Potensi zakat yang ada di Indonesia saat ini bisa mencapai Rp400 triliun, hanya saja masih ada masalah dalam "marketing" dan peruntukannya yang terkait dengan kepercayaan masyarakat kepada lembaga pengelola zakat selama ini.
Hal itu terungkap dalam diskusi yang diadakan Keluarga Islam Britania (Kibar) Colchester, United Kingdom, pada penghujung Ramadhan usai acara buka puasa bersama dengan pembicara Hilman Latief, Ph.D yang diundang KBRI London mengisi acara selama Ramadhan di Inggris.
Murniati Mukhlisin, Ph.D, dosen Essex Business School, Selasa (5/7/2016) menyebutkan pelaporan terhadap penyaluran dana zakat yang telah dikumpulkan selama ini belum berjalan dengan maksimal.

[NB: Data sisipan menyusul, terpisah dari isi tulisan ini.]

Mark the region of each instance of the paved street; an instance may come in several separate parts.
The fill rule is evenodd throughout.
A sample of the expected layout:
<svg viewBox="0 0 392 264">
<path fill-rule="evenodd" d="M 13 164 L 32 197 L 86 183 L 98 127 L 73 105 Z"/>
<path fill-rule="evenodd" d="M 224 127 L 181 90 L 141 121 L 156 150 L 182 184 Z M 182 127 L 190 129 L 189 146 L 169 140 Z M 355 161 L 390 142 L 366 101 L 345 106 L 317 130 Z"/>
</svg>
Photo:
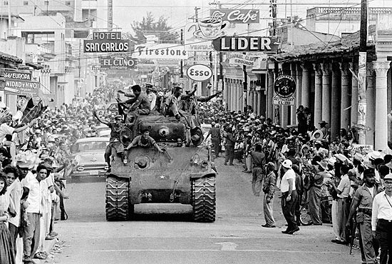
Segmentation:
<svg viewBox="0 0 392 264">
<path fill-rule="evenodd" d="M 71 183 L 66 207 L 69 219 L 56 225 L 68 247 L 56 263 L 359 263 L 359 251 L 334 244 L 331 225 L 301 227 L 284 235 L 277 198 L 277 228 L 263 228 L 262 197 L 251 193 L 251 174 L 217 161 L 217 220 L 190 220 L 191 208 L 135 206 L 136 220 L 107 222 L 105 184 Z M 158 213 L 160 213 L 158 214 Z"/>
</svg>

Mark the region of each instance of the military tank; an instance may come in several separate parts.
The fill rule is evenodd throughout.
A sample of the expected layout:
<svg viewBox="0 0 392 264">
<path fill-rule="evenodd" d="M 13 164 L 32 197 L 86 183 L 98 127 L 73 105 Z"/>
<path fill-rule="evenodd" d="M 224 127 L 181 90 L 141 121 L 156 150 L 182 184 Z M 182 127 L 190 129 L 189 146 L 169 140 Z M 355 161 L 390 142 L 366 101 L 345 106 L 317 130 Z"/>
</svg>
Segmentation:
<svg viewBox="0 0 392 264">
<path fill-rule="evenodd" d="M 117 150 L 145 129 L 164 152 L 132 148 L 125 163 Z M 190 204 L 195 221 L 215 220 L 213 153 L 210 146 L 200 145 L 202 133 L 201 138 L 192 137 L 190 146 L 180 146 L 186 133 L 183 123 L 159 115 L 137 116 L 124 127 L 122 142 L 112 148 L 112 167 L 106 178 L 107 220 L 132 220 L 134 205 L 139 203 Z"/>
</svg>

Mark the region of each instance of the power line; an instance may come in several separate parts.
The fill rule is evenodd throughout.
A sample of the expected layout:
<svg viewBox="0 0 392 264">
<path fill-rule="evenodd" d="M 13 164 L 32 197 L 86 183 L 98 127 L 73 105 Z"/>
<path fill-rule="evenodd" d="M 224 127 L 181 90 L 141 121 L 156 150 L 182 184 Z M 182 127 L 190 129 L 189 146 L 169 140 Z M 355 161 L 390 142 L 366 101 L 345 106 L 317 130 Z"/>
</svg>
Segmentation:
<svg viewBox="0 0 392 264">
<path fill-rule="evenodd" d="M 371 2 L 371 1 L 373 1 L 374 0 L 368 0 L 368 2 Z M 361 5 L 361 4 L 353 4 L 352 6 L 346 6 L 345 8 L 342 8 L 342 10 L 345 10 L 345 9 L 350 9 L 350 8 L 352 8 L 352 7 L 355 7 L 358 5 Z M 327 13 L 323 13 L 323 14 L 320 14 L 318 16 L 314 16 L 312 17 L 312 19 L 315 19 L 315 18 L 317 18 L 317 17 L 320 17 L 320 16 L 326 16 L 326 15 L 329 15 L 330 14 L 332 14 L 334 12 L 332 11 L 330 11 L 330 12 L 327 12 Z M 308 20 L 309 19 L 299 19 L 298 21 L 298 22 L 301 22 L 301 21 L 304 21 L 306 20 Z M 284 23 L 281 25 L 279 25 L 279 26 L 287 26 L 287 25 L 289 25 L 292 22 L 289 22 L 289 23 Z M 269 29 L 269 27 L 267 27 L 267 28 L 264 28 L 264 29 L 257 29 L 257 30 L 254 30 L 254 31 L 249 31 L 249 32 L 244 32 L 244 33 L 242 33 L 242 34 L 239 34 L 236 36 L 243 36 L 243 35 L 247 35 L 249 34 L 252 34 L 252 33 L 255 33 L 255 32 L 259 32 L 259 31 L 265 31 L 265 30 L 268 30 Z M 195 44 L 201 44 L 201 43 L 205 43 L 205 42 L 207 42 L 207 41 L 198 41 L 198 42 L 195 42 L 195 43 L 192 43 L 192 44 L 183 44 L 183 45 L 175 45 L 175 46 L 168 46 L 168 47 L 166 47 L 165 49 L 167 49 L 167 48 L 175 48 L 175 47 L 179 47 L 179 46 L 185 46 L 185 45 L 194 45 Z M 325 49 L 325 48 L 324 48 Z M 150 49 L 150 51 L 154 51 L 154 49 Z M 160 50 L 160 49 L 158 49 L 157 50 Z M 81 59 L 99 59 L 100 57 L 103 57 L 103 56 L 110 56 L 110 55 L 120 55 L 120 54 L 130 54 L 130 55 L 132 55 L 133 54 L 135 53 L 137 51 L 128 51 L 128 52 L 119 52 L 119 53 L 107 53 L 105 54 L 105 55 L 98 55 L 96 56 L 89 56 L 89 57 L 86 57 L 86 58 L 81 58 Z M 137 58 L 136 58 L 137 59 Z M 57 61 L 66 61 L 67 60 L 58 60 L 58 61 L 50 61 L 50 62 L 57 62 Z M 73 60 L 68 60 L 68 61 L 73 61 Z"/>
</svg>

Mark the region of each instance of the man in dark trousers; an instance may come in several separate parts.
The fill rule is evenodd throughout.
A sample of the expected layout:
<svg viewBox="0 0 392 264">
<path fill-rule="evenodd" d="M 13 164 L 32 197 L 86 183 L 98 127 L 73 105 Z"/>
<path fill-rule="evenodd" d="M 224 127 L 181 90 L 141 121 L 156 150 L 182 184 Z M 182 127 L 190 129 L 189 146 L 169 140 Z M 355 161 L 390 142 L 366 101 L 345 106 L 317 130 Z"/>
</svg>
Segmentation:
<svg viewBox="0 0 392 264">
<path fill-rule="evenodd" d="M 373 200 L 371 230 L 380 244 L 380 264 L 391 264 L 392 174 L 384 177 L 384 184 L 385 191 L 374 196 Z"/>
<path fill-rule="evenodd" d="M 210 131 L 208 132 L 208 135 L 207 136 L 207 138 L 210 136 L 211 136 L 211 143 L 213 145 L 212 149 L 215 151 L 215 156 L 219 156 L 219 150 L 220 150 L 220 141 L 222 141 L 222 137 L 220 136 L 220 128 L 219 128 L 219 124 L 217 126 L 215 122 L 212 122 L 211 123 L 211 126 L 212 126 Z"/>
<path fill-rule="evenodd" d="M 226 126 L 225 127 L 225 132 L 223 136 L 226 139 L 226 143 L 225 144 L 225 157 L 224 164 L 227 165 L 227 161 L 229 161 L 229 165 L 234 166 L 234 147 L 237 141 L 233 136 L 230 126 Z"/>
<path fill-rule="evenodd" d="M 351 227 L 351 220 L 356 214 L 356 224 L 359 230 L 359 248 L 363 263 L 376 263 L 378 253 L 378 243 L 371 232 L 371 209 L 373 198 L 381 192 L 376 186 L 374 170 L 367 169 L 363 172 L 365 184 L 355 192 L 350 213 L 346 223 L 347 229 Z M 357 210 L 358 209 L 358 210 Z"/>
<path fill-rule="evenodd" d="M 262 151 L 262 147 L 257 144 L 254 151 L 250 152 L 252 157 L 252 191 L 256 196 L 260 196 L 262 191 L 262 182 L 265 175 L 265 155 Z"/>
</svg>

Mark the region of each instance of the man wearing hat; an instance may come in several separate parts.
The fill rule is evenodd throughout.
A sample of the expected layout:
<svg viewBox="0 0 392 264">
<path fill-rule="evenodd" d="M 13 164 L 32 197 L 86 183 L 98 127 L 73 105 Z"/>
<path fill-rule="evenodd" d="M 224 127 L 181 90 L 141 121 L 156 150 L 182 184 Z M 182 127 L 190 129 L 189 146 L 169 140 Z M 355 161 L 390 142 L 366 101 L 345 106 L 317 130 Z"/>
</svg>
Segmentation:
<svg viewBox="0 0 392 264">
<path fill-rule="evenodd" d="M 292 168 L 293 163 L 290 160 L 284 160 L 282 163 L 282 169 L 284 173 L 280 183 L 282 192 L 282 210 L 287 222 L 287 229 L 282 231 L 284 234 L 292 235 L 299 230 L 294 218 L 295 205 L 297 200 L 295 189 L 295 172 Z"/>
<path fill-rule="evenodd" d="M 380 193 L 381 189 L 376 185 L 374 170 L 365 170 L 363 181 L 365 183 L 359 187 L 354 195 L 346 227 L 349 228 L 351 220 L 356 213 L 356 219 L 359 230 L 359 247 L 362 263 L 373 264 L 377 262 L 376 256 L 378 248 L 371 232 L 371 210 L 373 198 Z"/>
<path fill-rule="evenodd" d="M 392 174 L 384 177 L 385 191 L 374 197 L 371 230 L 380 245 L 380 264 L 392 263 Z"/>
</svg>

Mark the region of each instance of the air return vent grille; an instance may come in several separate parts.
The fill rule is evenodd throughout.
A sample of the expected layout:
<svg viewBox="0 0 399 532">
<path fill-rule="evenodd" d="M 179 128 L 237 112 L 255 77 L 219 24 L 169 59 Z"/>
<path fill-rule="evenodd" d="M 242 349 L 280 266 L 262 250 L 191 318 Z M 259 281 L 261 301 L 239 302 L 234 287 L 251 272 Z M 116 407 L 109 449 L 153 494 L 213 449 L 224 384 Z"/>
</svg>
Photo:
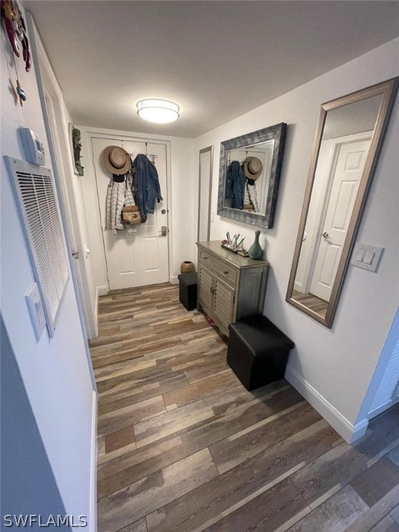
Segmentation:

Sementara itu muzakki atau pembayar zakat semakin cerdas dan akan mempertanyakan dikemanakan uang mereka. Untuk membangun gedung lembaga pengelola dan gaji pengurus atau untuk apa.

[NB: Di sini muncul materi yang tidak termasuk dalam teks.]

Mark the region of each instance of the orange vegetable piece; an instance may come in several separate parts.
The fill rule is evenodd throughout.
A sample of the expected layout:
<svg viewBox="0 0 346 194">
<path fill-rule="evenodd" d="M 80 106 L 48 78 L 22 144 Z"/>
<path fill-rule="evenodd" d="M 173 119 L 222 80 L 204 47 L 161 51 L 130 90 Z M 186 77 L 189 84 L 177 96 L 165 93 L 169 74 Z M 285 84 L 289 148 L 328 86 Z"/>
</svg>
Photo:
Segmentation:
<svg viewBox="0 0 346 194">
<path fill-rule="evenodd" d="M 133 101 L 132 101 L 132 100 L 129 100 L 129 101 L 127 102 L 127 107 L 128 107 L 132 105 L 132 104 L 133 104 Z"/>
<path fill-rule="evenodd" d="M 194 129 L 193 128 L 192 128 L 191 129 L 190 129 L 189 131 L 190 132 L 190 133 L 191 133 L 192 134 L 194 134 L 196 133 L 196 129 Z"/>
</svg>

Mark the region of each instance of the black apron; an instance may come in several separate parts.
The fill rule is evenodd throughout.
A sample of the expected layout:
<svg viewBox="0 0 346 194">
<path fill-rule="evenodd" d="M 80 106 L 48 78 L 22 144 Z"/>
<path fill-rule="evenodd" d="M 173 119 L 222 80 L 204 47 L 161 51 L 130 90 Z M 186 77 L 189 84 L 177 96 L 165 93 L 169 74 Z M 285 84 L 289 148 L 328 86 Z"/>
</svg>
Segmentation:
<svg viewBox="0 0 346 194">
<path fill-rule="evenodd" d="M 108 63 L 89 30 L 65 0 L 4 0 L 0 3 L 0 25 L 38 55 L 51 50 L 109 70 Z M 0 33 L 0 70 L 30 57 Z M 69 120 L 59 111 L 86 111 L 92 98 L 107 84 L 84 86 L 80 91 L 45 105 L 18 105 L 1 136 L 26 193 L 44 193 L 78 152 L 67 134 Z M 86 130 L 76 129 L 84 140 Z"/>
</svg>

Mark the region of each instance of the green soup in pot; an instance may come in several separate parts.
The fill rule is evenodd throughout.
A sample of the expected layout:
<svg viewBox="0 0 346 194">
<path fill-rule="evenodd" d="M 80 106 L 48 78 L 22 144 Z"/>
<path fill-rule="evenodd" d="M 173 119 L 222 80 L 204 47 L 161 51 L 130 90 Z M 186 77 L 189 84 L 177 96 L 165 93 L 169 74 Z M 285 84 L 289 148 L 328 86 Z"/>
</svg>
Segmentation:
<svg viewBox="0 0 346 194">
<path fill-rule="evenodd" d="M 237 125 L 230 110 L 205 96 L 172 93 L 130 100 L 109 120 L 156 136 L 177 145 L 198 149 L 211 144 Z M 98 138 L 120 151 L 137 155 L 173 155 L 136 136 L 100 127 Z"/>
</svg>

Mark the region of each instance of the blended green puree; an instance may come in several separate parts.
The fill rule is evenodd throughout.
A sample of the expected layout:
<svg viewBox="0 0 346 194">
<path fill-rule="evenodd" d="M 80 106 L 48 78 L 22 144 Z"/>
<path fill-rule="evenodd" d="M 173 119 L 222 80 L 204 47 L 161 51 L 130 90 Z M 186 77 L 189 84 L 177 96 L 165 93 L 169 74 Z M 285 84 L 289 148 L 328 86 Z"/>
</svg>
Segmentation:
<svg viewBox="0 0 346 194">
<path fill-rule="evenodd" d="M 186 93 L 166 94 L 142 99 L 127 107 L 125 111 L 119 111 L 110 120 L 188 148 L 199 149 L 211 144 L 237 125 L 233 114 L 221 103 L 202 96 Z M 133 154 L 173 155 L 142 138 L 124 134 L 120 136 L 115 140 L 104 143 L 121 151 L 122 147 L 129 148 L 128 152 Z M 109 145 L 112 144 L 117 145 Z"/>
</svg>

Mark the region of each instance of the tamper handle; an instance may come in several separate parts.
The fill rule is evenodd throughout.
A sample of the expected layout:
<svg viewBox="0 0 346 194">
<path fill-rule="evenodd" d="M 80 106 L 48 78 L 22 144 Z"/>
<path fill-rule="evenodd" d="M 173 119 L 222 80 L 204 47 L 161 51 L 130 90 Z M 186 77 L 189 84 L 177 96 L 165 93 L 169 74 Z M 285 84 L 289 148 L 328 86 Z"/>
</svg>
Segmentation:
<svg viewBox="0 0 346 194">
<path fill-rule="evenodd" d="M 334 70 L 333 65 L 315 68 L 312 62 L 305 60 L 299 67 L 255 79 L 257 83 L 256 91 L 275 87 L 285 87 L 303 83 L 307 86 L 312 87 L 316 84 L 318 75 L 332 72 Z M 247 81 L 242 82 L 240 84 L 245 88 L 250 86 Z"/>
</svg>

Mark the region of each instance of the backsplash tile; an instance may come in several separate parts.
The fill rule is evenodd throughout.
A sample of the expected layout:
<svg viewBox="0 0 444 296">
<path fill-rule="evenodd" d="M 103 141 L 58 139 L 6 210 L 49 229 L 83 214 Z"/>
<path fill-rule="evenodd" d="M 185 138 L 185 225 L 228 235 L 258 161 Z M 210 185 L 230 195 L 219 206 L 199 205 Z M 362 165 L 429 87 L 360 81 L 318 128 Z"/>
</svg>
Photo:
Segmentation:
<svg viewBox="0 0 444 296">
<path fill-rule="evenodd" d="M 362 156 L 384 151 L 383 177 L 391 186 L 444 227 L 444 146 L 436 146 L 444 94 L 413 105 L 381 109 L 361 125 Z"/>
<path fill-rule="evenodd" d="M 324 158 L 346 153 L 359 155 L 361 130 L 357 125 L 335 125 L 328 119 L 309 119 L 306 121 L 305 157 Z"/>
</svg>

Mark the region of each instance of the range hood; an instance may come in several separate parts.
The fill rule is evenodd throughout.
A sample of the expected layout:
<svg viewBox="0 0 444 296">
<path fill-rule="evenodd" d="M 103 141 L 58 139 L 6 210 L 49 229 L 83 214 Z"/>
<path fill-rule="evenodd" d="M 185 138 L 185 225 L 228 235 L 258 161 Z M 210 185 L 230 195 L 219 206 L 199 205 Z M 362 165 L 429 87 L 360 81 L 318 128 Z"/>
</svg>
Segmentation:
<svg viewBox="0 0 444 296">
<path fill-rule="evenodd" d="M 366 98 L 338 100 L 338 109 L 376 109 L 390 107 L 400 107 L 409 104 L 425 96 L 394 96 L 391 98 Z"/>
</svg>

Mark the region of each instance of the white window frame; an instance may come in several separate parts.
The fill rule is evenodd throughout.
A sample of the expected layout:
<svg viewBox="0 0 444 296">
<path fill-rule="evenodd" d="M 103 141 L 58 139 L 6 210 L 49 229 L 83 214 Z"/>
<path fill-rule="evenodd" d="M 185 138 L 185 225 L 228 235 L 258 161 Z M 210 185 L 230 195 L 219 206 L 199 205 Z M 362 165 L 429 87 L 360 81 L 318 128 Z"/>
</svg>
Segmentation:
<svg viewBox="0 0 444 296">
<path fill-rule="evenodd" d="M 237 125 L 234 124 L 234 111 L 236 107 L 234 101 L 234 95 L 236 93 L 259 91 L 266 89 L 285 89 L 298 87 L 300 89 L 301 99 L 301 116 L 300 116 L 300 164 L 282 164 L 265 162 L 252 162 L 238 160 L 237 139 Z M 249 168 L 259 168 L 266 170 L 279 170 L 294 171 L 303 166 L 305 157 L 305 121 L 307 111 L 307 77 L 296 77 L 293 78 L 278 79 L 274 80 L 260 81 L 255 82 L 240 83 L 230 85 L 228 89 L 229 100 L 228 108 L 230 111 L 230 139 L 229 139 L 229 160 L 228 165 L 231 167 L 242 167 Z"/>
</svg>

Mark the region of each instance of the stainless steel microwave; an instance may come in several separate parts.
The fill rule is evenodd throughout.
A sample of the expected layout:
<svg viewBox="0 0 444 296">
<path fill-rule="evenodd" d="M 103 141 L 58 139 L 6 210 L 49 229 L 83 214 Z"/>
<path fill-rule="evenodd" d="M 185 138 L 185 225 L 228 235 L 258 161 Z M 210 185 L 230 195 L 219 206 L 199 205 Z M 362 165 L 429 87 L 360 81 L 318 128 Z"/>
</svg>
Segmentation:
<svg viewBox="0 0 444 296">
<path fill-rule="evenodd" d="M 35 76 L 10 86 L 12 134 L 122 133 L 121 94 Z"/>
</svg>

Hal senada juga diungkapkan Hilman Latief, dari Lembaga ZIZ Muhammadiyah (Lazizmu) mencontohkan bahwa tidak semua pengurus pada level pimpinan Muhamadiyah, misalnya tak memanfaatkan Lazismu sebagai wadah menyalurkan zakat.
Diperlukan edukasi bahwa muzakki dapat meminta kepada amil tempatnya menyalurkan dana untuk menyalurkan kepada orang-orang yang diinginkannya, ujarnya.

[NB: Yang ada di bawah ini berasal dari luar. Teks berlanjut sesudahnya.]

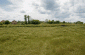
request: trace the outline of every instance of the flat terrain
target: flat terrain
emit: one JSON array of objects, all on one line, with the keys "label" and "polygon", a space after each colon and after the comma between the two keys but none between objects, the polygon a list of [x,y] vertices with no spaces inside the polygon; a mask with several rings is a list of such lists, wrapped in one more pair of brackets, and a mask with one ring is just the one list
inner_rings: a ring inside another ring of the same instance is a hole
[{"label": "flat terrain", "polygon": [[85,26],[0,27],[0,55],[85,55]]}]

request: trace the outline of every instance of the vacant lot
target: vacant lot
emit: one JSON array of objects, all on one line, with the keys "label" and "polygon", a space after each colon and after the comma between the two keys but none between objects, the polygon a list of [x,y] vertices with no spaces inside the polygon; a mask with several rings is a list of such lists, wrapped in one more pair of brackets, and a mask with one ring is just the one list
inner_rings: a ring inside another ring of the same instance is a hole
[{"label": "vacant lot", "polygon": [[85,26],[1,27],[0,55],[85,55]]}]

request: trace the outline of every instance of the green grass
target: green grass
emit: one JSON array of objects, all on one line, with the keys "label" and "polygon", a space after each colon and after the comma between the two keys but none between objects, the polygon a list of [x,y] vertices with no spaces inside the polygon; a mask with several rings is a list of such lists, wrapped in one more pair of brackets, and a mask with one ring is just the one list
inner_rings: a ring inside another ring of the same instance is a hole
[{"label": "green grass", "polygon": [[0,55],[85,55],[85,26],[0,27]]}]

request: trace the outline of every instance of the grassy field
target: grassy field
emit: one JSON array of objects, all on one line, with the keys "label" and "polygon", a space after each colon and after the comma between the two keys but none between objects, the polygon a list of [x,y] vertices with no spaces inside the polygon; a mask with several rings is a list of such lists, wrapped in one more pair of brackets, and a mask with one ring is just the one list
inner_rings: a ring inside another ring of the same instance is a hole
[{"label": "grassy field", "polygon": [[85,26],[0,27],[0,55],[85,55]]}]

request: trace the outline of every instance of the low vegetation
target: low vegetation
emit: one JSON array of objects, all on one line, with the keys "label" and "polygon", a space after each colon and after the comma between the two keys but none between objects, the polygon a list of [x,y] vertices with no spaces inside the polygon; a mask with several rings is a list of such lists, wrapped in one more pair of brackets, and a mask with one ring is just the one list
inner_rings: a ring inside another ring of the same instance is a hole
[{"label": "low vegetation", "polygon": [[0,55],[85,55],[85,25],[52,25],[0,27]]}]

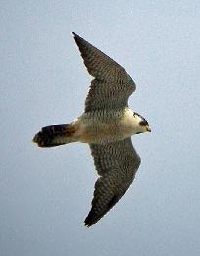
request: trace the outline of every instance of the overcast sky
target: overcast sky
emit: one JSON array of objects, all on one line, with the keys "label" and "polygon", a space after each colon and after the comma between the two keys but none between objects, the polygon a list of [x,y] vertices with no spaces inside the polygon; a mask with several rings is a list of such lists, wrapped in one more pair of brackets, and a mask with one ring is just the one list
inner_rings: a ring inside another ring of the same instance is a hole
[{"label": "overcast sky", "polygon": [[[90,76],[75,32],[137,84],[134,183],[94,226],[88,145],[39,149],[45,125],[84,109]],[[0,255],[199,255],[200,2],[1,1]]]}]

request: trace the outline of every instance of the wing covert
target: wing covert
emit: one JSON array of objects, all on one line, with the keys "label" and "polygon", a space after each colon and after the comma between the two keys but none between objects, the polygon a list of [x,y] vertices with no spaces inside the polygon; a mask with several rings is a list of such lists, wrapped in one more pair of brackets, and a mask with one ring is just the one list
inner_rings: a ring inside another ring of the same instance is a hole
[{"label": "wing covert", "polygon": [[85,101],[85,112],[127,106],[136,85],[127,72],[109,56],[80,36],[74,34],[92,80]]},{"label": "wing covert", "polygon": [[108,144],[90,144],[98,174],[92,208],[85,225],[98,222],[126,192],[133,182],[141,160],[131,138]]}]

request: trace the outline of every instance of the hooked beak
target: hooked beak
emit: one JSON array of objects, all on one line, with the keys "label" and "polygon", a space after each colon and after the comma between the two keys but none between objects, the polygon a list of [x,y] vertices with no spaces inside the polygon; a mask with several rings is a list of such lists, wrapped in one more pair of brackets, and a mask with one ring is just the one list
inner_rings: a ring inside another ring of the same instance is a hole
[{"label": "hooked beak", "polygon": [[151,132],[151,128],[148,125],[146,126],[146,130],[147,132]]}]

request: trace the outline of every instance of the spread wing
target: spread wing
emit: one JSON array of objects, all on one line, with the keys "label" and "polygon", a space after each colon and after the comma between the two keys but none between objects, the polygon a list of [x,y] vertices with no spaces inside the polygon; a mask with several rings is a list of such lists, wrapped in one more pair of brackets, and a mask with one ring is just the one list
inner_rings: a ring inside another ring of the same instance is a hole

Berat membangun kesadaran ini, karena faktor kepercayaan dan keterbukaan. Ada lembaga besar yang tidak mau berbagi data, ada yang disembunyikan.
Guna mengurai persoalan tersebut pemerintah mengeluarkan undang-undang mengatur aspek legalisasi lembaga amil zakat. Semua lembaga amil harus mendapatkan legalitas dari pemerintah, termasuk takmir masjid. Ini akan mulai diberlakukan November mendatang.
Bila tidak tersertifikasi namun tetap melakukan pemungutan akan ada sanksi, ujarnya menambahkan upaya tersebut dilakukan untuk menertibkan data dan pertanggung jawabannya.
Dikatakan ada sistem yang dibuat sistematis. Dengan demikian kontribusi zakat ini akan mampu memberdayakan masyarakat, mengentaskan kemiskinan dan meningkatkan kualitas hidup masyarakat.
Ke depan, katanya, sumber daya manusia akan diperhatikan sebagai bagian dari human security. Pemerintah, kata dosen Universitas Muhammadiyah Yogyakarta ini, akan melakukan penguatan administrasi kelembagaan.
Dalam kesempatan yang sama Dr (Cand) Luqyan Tammani yang telah lama tunak berkhidmat dalam kegiatan micro finance syariah saat ini ketidakpercayaan masyarakat kepada lembaga negara masih terasa. Oleh karena itu lembaga-lembaga yang cenderung berkembang adalah yang diinisasi oleh masyarakat.
BAZ daerah misalnya kurang transparan sehingga berdampak pada tidak sampainya zakat tersebut pada masyarakat sangat miskin. "Pemerintah juga terkesan enggan menggunakan institusi Islam secara penuh," kata Luqyan yang pernah bekerja di Islamic Relief, Inggris dan World Bank ini.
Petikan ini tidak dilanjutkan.